Having established that early target, the team set about identifying those clinical practices in the NSF’s I-Corps program in 2022. “The I-Corps experience was eye-opening because it was all about customer discovery, how to do it and isolating what information you need to come away with in the end,” Al-Aswad says. Explorations conducted at I-Corps also helped crystallize what Envision was, what it wasn’t and what it wanted to be. “I-Corps helped us understand the landscape and learn from other companies,” she recalls. “We differentiated ourselves better when we realized others were doing VR testing but that none were doing games. We also realized that we could learn from companies in other sectors. After studying companies like IBM that were great at hardware but not software, we ended up modeling ourselves after Microsoft, a software company that is device agnostic just as we wanted to be.”

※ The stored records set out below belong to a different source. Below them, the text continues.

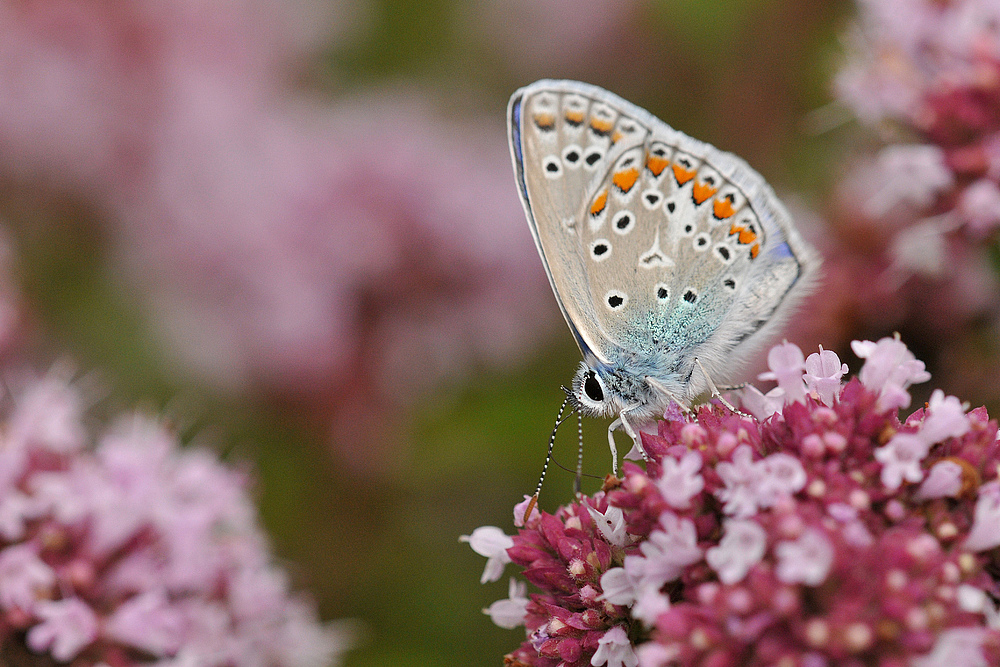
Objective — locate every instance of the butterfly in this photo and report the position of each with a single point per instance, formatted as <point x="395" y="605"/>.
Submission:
<point x="672" y="261"/>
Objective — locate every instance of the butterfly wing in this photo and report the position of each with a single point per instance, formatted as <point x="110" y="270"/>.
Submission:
<point x="559" y="141"/>
<point x="657" y="245"/>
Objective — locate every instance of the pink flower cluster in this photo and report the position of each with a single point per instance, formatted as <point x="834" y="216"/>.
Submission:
<point x="127" y="550"/>
<point x="823" y="531"/>
<point x="349" y="255"/>
<point x="933" y="70"/>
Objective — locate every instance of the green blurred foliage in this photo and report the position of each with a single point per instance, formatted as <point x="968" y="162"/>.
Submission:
<point x="385" y="549"/>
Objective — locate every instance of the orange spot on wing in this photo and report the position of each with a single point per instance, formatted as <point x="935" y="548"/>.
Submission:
<point x="700" y="192"/>
<point x="656" y="164"/>
<point x="599" y="203"/>
<point x="722" y="208"/>
<point x="746" y="236"/>
<point x="601" y="126"/>
<point x="545" y="121"/>
<point x="624" y="180"/>
<point x="681" y="174"/>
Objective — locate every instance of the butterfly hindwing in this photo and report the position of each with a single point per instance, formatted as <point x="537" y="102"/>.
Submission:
<point x="655" y="243"/>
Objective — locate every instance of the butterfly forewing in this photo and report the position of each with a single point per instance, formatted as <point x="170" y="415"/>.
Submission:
<point x="655" y="243"/>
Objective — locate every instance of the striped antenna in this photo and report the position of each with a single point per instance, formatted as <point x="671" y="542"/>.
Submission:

With broad strokes of strategy mapped out and the foundations laid, the Envision team used a hard-earned spot in the inaugural cohort of the Tech Venture Accelerator to get a jump on execution. “If TVW and I-Corps taught us about entrepreneurship, TVA showed us how to take those lessons and actually build a company,” Al-Aswad explains. “We worked on details like structure, finances, finding accountants and lawyers, building out milestones and KPI’s - it was all about process.” Time in the Accelerator provided insights not just on what needed doing but also the best ways of going about doing them. “An example of the specialized knowledge we got was the approach to patents,” she says. “I used to think that you put out a patent and were good. They taught us that you need a patent strategy in which you keep increasing the number of patents and building on the previous ones. I would never have learned this without the TVA team. TVW and I-Corps were excellent first steps and TVA brought us home.”
Completing the NYU entrepreneurial pipeline has helped Envision rapidly attain new heights. The company recently reached an agreement with ZEISS Medical Technologies, world leader in visual field testing, to incorporate Envision’s technology into ZEISS’s portfolio in a variety of care settings. The rollout is planned for fall of 2026. Meanwhile, the team is hard at work developing the next generation of visual field testing, incorporating AI and advanced analytics. They are also looking to expand testing to other common eye conditions like macular degeneration. The ultimate goal, however, is no less than revolutionizing preventive screening. “Studies have shown that the more you test, the earlier you detect change or progression,” Al-Aswad explains. “And the earlier you detect, the more effectively you can intervene to prevent blindness. Right now, people can get tested maybe once a year and there are not enough eye-care providers worldwide. So while our ideal customer today is clinical practices, the true goal is remote monitoring for patients so we can detect and treat earlier than ever. Once the clinicians believe in it, the patients will follow.”